A clients has many templates. A template has many revisions, but only one current revision. Each revision has many questions, and each question has many ( between 2 and 10 ) answers. Each Checklist relates to one Template. Each checklist has a set answers that indicate the answer select for each question in its version of the template.
Questions /* all unique question wordings */
Questions.id
Questions.question
Answers /* all unique answer wordings. */
Answers.id
Answers.answer
Templates
Templates.client_id /* relates to client table. */
Templates.template_name
Templates.current_version /* this is related to TemplateVersions.version_number */
TemplateVersions /* A logical grouping of a set of questions and answers */
TemplateVersions.version
TemplateVersions.template_id /* relates this version to a template. */
TemplateQuestions
TemplateQuestions.template_version /* relates a question to a template version */
TemplateQuestions.question_id /* relates a unique question to this template version */
TemplateQuestions.id
TemplateQuestionAnswers
TemplateQuestionAnswers.template_question_id /* relates this answer to a particular template version question */
TemplateQuestionAnswers.answer_id /* relates the unique question to a unique answer */
TemplateQuestionAnswers.id
Checklists
Checklists.id
Checklists.template_version /* relates this question to a template version -- associating this checklist to a client happens through this relationship */
ChecklistAnswers /* ( I might call this something other than 'Answers' since the lack of ChecklistQuestionAnswers breaks 'name symmetry' with TemplateQuestionAnswers ) */
ChecklistAnswers.checklist_id
ChecklistAnswers.question_id
ChecklistAnswers.answer_id
The rub I'm getting hung up on is guaranteeing that ChecklistAnswers associates a proper question-and-answer pair -- the relationship that exists in the version of the Template that it's Checklist parent is referencing.

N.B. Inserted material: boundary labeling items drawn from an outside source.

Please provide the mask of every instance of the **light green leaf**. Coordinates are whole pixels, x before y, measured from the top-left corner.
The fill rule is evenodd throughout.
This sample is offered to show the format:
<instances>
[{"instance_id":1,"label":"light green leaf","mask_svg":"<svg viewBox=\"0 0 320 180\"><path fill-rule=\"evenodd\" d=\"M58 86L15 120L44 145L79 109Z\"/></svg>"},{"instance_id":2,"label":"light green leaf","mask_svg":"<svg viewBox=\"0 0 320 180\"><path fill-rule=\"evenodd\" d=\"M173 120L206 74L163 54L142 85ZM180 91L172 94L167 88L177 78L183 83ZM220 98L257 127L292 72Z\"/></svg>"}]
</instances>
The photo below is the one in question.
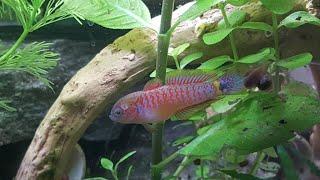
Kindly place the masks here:
<instances>
[{"instance_id":1,"label":"light green leaf","mask_svg":"<svg viewBox=\"0 0 320 180\"><path fill-rule=\"evenodd\" d=\"M245 22L238 28L272 32L272 26L264 22Z\"/></svg>"},{"instance_id":2,"label":"light green leaf","mask_svg":"<svg viewBox=\"0 0 320 180\"><path fill-rule=\"evenodd\" d=\"M65 0L62 8L106 28L153 29L150 12L141 0Z\"/></svg>"},{"instance_id":3,"label":"light green leaf","mask_svg":"<svg viewBox=\"0 0 320 180\"><path fill-rule=\"evenodd\" d=\"M248 94L227 95L211 104L216 113L225 113L235 107L239 102L248 97Z\"/></svg>"},{"instance_id":4,"label":"light green leaf","mask_svg":"<svg viewBox=\"0 0 320 180\"><path fill-rule=\"evenodd\" d=\"M264 48L261 49L257 54L251 54L239 59L239 63L244 64L252 64L257 63L259 61L273 59L275 54L275 50L273 48Z\"/></svg>"},{"instance_id":5,"label":"light green leaf","mask_svg":"<svg viewBox=\"0 0 320 180\"><path fill-rule=\"evenodd\" d=\"M166 72L174 71L175 69L167 68ZM152 73L149 75L149 77L156 77L156 70L152 71Z\"/></svg>"},{"instance_id":6,"label":"light green leaf","mask_svg":"<svg viewBox=\"0 0 320 180\"><path fill-rule=\"evenodd\" d=\"M136 153L136 151L132 151L129 152L128 154L126 154L125 156L123 156L115 165L114 170L117 172L118 170L118 166L120 163L122 163L123 161L125 161L126 159L128 159L130 156L134 155Z\"/></svg>"},{"instance_id":7,"label":"light green leaf","mask_svg":"<svg viewBox=\"0 0 320 180\"><path fill-rule=\"evenodd\" d=\"M172 143L172 146L179 146L179 145L184 144L184 143L189 143L193 138L194 138L194 136L183 136L183 137L175 140Z\"/></svg>"},{"instance_id":8,"label":"light green leaf","mask_svg":"<svg viewBox=\"0 0 320 180\"><path fill-rule=\"evenodd\" d=\"M172 56L174 58L177 58L181 53L183 53L183 51L185 51L188 47L190 46L189 43L184 43L179 45L178 47L172 49L168 55Z\"/></svg>"},{"instance_id":9,"label":"light green leaf","mask_svg":"<svg viewBox=\"0 0 320 180\"><path fill-rule=\"evenodd\" d=\"M103 168L113 171L113 162L107 158L101 158L100 164Z\"/></svg>"},{"instance_id":10,"label":"light green leaf","mask_svg":"<svg viewBox=\"0 0 320 180\"><path fill-rule=\"evenodd\" d=\"M186 67L188 64L190 64L191 62L201 58L203 56L202 52L196 52L193 54L189 54L188 56L184 57L181 62L180 62L180 68L183 69L184 67Z\"/></svg>"},{"instance_id":11,"label":"light green leaf","mask_svg":"<svg viewBox=\"0 0 320 180\"><path fill-rule=\"evenodd\" d=\"M177 22L171 27L170 31L177 27L179 23L192 20L202 13L211 9L212 6L222 2L223 0L197 0L188 10L186 10L177 20Z\"/></svg>"},{"instance_id":12,"label":"light green leaf","mask_svg":"<svg viewBox=\"0 0 320 180\"><path fill-rule=\"evenodd\" d=\"M280 164L283 168L286 179L298 180L299 176L294 168L293 160L290 158L289 154L283 146L277 147L278 155L280 157Z\"/></svg>"},{"instance_id":13,"label":"light green leaf","mask_svg":"<svg viewBox=\"0 0 320 180\"><path fill-rule=\"evenodd\" d=\"M262 4L275 14L285 14L292 10L296 0L260 0Z\"/></svg>"},{"instance_id":14,"label":"light green leaf","mask_svg":"<svg viewBox=\"0 0 320 180\"><path fill-rule=\"evenodd\" d=\"M278 66L287 68L289 70L296 69L305 65L308 65L312 60L312 54L303 53L296 56L283 59L277 63Z\"/></svg>"},{"instance_id":15,"label":"light green leaf","mask_svg":"<svg viewBox=\"0 0 320 180\"><path fill-rule=\"evenodd\" d=\"M279 27L285 26L287 28L296 28L304 24L313 24L320 26L320 19L309 14L306 11L298 11L290 14L285 19L283 19Z\"/></svg>"},{"instance_id":16,"label":"light green leaf","mask_svg":"<svg viewBox=\"0 0 320 180\"><path fill-rule=\"evenodd\" d=\"M247 15L247 13L244 11L241 11L241 10L235 10L231 14L229 14L228 20L229 20L231 27L239 26L240 24L242 24L246 19L246 15ZM226 23L223 19L218 23L217 28L218 29L225 29L226 28Z\"/></svg>"},{"instance_id":17,"label":"light green leaf","mask_svg":"<svg viewBox=\"0 0 320 180\"><path fill-rule=\"evenodd\" d=\"M208 45L217 44L226 38L233 31L233 29L234 28L219 29L217 31L204 34L202 37L203 41Z\"/></svg>"},{"instance_id":18,"label":"light green leaf","mask_svg":"<svg viewBox=\"0 0 320 180\"><path fill-rule=\"evenodd\" d=\"M203 70L214 70L218 67L222 66L226 62L230 62L232 59L230 56L219 56L212 59L207 60L206 62L202 63L197 69Z\"/></svg>"},{"instance_id":19,"label":"light green leaf","mask_svg":"<svg viewBox=\"0 0 320 180\"><path fill-rule=\"evenodd\" d=\"M249 2L249 0L227 0L227 3L232 4L234 6L242 6Z\"/></svg>"}]
</instances>

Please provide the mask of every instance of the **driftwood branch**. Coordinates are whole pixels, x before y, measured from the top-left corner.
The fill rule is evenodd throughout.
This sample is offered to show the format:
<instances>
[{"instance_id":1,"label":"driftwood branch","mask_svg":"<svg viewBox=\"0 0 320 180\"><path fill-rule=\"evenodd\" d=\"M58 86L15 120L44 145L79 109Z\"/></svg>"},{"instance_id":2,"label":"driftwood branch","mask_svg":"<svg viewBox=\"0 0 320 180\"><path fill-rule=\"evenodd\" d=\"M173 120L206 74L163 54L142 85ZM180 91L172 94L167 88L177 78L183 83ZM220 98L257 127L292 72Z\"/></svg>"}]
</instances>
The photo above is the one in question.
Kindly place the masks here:
<instances>
[{"instance_id":1,"label":"driftwood branch","mask_svg":"<svg viewBox=\"0 0 320 180\"><path fill-rule=\"evenodd\" d=\"M306 9L306 3L306 0L299 1L297 8ZM175 11L174 17L189 5ZM241 9L248 13L248 20L269 20L270 14L259 3ZM228 11L233 10L233 7L228 8ZM201 51L204 52L203 60L231 54L227 41L206 46L201 40L201 35L214 29L221 19L218 10L211 10L201 18L181 24L171 45L175 47L188 42L191 48L184 55ZM159 17L153 22L159 24ZM271 42L270 37L256 31L237 31L235 36L240 55L255 52ZM155 32L134 29L108 45L79 70L65 85L38 127L16 179L61 179L70 152L86 128L115 101L116 94L130 89L155 68L156 44Z\"/></svg>"}]
</instances>

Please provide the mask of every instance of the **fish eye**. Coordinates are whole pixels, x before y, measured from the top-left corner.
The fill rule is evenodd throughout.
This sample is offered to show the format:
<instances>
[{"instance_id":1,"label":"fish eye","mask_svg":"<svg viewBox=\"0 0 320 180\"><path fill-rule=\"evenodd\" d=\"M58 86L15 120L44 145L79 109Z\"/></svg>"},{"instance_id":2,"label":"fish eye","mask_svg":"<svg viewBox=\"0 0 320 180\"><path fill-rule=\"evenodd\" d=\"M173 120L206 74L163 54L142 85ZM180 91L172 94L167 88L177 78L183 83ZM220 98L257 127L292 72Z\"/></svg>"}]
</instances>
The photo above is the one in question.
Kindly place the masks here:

In other words, each row in ChecklistAnswers must 'mirror' a question_id from TemplateQuestions to one child question from TemplateQuestionAnswers, form the template_version in Checklists. I'm trying to think of how to do this and my thinking process short circuits here. This is really the 'deliverable' of the database -- a completed checklist -- so all the other templates and everything is sort of epiphenomenal or an abstraction of that. If I can't get this working, I've missed the whole point!
This seems a little unwieldy, so I'm wondering if I'm making a solution whose complexity is not worth the space-savings I might get from implementing it.
Also note, I've simplified this a bit. There are other dimensions of complexity, such as a category system for grouping questions for reporting, but I don't think we need to get into that here.